Это были не вздохи, не стоны, это был поистине крик. Она кричала так, что Томаш отстранял голову от ее лица. Ему казалось, что голос, звучавший у самого его уха, повредит барабанные перепонки. Этот крик не был выражением чувственности. Чувственность – это максимальная мобилизация сознания; человек напряженно следит за своим партнером, стараясь уловить каждый его звук. Ее крик, напротив, имел целью оглушить сознание, помешать ему что-либо видеть и слышать. Это кричал сам наивный идеализм ее любви, стремившейся разрушить все противоположности, разрушить двойственность тела и души и, пожалуй, разрушить само время.

Закрыты ли были ее глаза? Нет, но она никуда не смотрела, вперившись взглядом в пустоту потолка. По временам она резко, из стороны в сторону, поводила головой.

Когда крик затих, она уснула рядом с Томашем и всю ночь держала его за руку.

Еще когда ей было восемь лет, она засыпала, сжимая одну руку другой и представляя себе, что держит мужчину, которого любит, мужчину ее жизни. И если она сжимала во сне руку Томаша с таким упорством, мы можем понять почему: тренируясь с детства, она готовила себя к этому.

14

Девушка, мечтающая приобщиться к «чему-то высшему», но вынужденная меж тем разносить пьянчугам пиво и по воскресеньям стирать грязное белье материнских отпрысков, накапливает в себе великий запас жизнеспособности, какая и не снится тем, кто учится в университетах и зевает над книгами. Тереза прочла куда больше их и знала о жизни куда больше их, но она никогда так и не поймет этого. То, что отличает человека учившегося от самоучки, измеряется не знаниями, а иной степенью жизнеспособности и самосознания. Вдохновение, с каким Тереза окунулась в пражскую жизнь, было одновременно неистовым и зыбким. Она словно ждала, что в один прекрасный день кто-то скажет ей: «Тебе здесь не место! Вернись, откуда пришла!» Вся ее тяга к жизни висела на единственном волоске: на голосе Томаша, который когда-то вызвал наружу ее душу, пугливо затаившуюся в ее глубинах.
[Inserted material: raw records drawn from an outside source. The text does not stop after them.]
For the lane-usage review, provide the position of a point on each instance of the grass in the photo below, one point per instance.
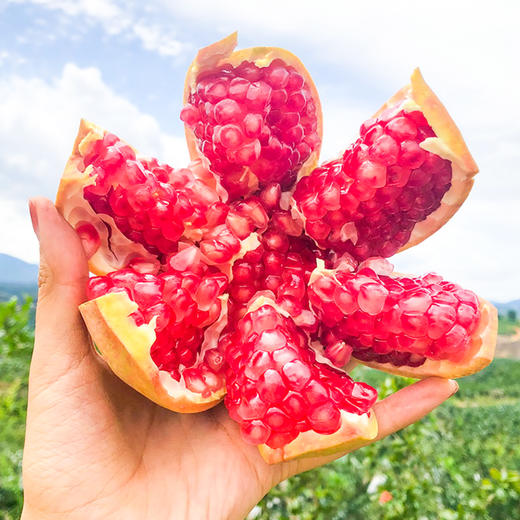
(508, 326)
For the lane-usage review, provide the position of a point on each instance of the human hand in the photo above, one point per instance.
(95, 448)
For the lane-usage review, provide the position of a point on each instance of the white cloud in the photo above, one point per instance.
(117, 19)
(37, 128)
(360, 53)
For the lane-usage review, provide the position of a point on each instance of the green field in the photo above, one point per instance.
(461, 462)
(508, 325)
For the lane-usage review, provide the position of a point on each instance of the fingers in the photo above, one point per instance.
(412, 403)
(61, 339)
(393, 413)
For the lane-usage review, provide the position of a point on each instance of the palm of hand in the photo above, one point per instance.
(95, 448)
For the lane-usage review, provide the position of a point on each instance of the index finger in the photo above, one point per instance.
(393, 413)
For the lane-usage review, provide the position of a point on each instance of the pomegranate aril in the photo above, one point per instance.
(257, 106)
(291, 391)
(387, 155)
(423, 317)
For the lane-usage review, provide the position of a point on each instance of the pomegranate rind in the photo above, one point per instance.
(125, 347)
(354, 432)
(114, 250)
(449, 144)
(480, 354)
(223, 51)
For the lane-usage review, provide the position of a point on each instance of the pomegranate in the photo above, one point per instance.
(404, 177)
(414, 326)
(284, 397)
(239, 276)
(253, 114)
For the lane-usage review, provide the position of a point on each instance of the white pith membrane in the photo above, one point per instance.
(125, 346)
(354, 430)
(107, 248)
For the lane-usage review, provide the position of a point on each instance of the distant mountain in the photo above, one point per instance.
(513, 305)
(17, 278)
(16, 271)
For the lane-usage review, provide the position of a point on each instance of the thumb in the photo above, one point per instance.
(61, 340)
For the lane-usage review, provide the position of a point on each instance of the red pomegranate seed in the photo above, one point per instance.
(400, 320)
(386, 155)
(277, 389)
(262, 118)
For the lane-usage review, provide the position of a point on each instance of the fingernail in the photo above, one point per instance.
(34, 217)
(454, 387)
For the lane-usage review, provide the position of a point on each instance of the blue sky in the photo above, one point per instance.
(122, 65)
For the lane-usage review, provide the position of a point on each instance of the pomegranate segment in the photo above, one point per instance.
(394, 319)
(282, 264)
(184, 300)
(368, 202)
(213, 276)
(276, 387)
(155, 205)
(255, 118)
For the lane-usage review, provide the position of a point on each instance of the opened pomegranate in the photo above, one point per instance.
(240, 274)
(403, 324)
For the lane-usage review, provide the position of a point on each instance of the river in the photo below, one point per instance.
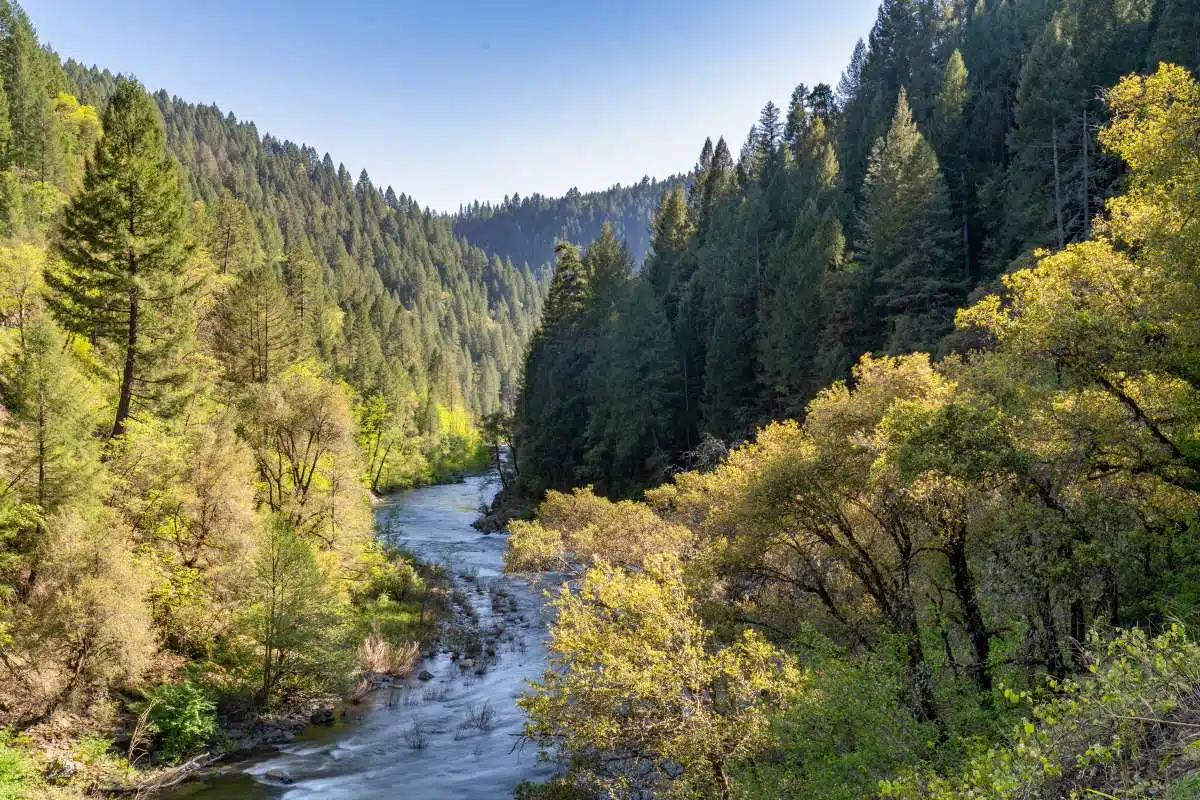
(414, 741)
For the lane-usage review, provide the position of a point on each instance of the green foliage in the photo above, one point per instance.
(124, 257)
(929, 531)
(183, 717)
(17, 773)
(1115, 731)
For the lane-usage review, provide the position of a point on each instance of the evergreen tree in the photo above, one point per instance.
(909, 246)
(124, 253)
(231, 236)
(635, 394)
(54, 411)
(949, 142)
(1176, 36)
(671, 232)
(256, 330)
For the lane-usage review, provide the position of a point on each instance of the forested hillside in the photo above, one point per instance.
(425, 323)
(961, 137)
(525, 230)
(907, 396)
(213, 346)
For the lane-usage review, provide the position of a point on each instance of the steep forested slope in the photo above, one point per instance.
(525, 230)
(960, 139)
(425, 312)
(213, 346)
(948, 578)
Тереза получила место в фотолаборатории, но ей было недостаточно этого. Хотелось фотографировать самой. Приятельница Томаша Сабина дала Терезе три-четыре монографии знаменитых фотографов, встретилась с нею в кафе и по раскрытым книгам взялась объяснять ей, чем эти фотографии особенно примечательны. Тереза слушала ее с молчаливой сосредоточенностью, какую редко видит учитель на лицах своих учеников.

Поняв с помощью Сабины родственность фотографии и живописи, она стала заставлять Томаша посещать с нею все выставки в Праге. Вскоре ей удалось напечатать в иллюстрированном еженедельнике собственные фотографии, и она, покинув наконец лабораторию, перешла в цех профессиональных фотографов.

В тот же вечер они пошли с друзьями в бар отметить ее повышение. Танцевали. Томаш впал в уныние и лишь дома, по ее настоянию, признался, что произошло: он приревновал ее, видя, как она танцует с его коллегой.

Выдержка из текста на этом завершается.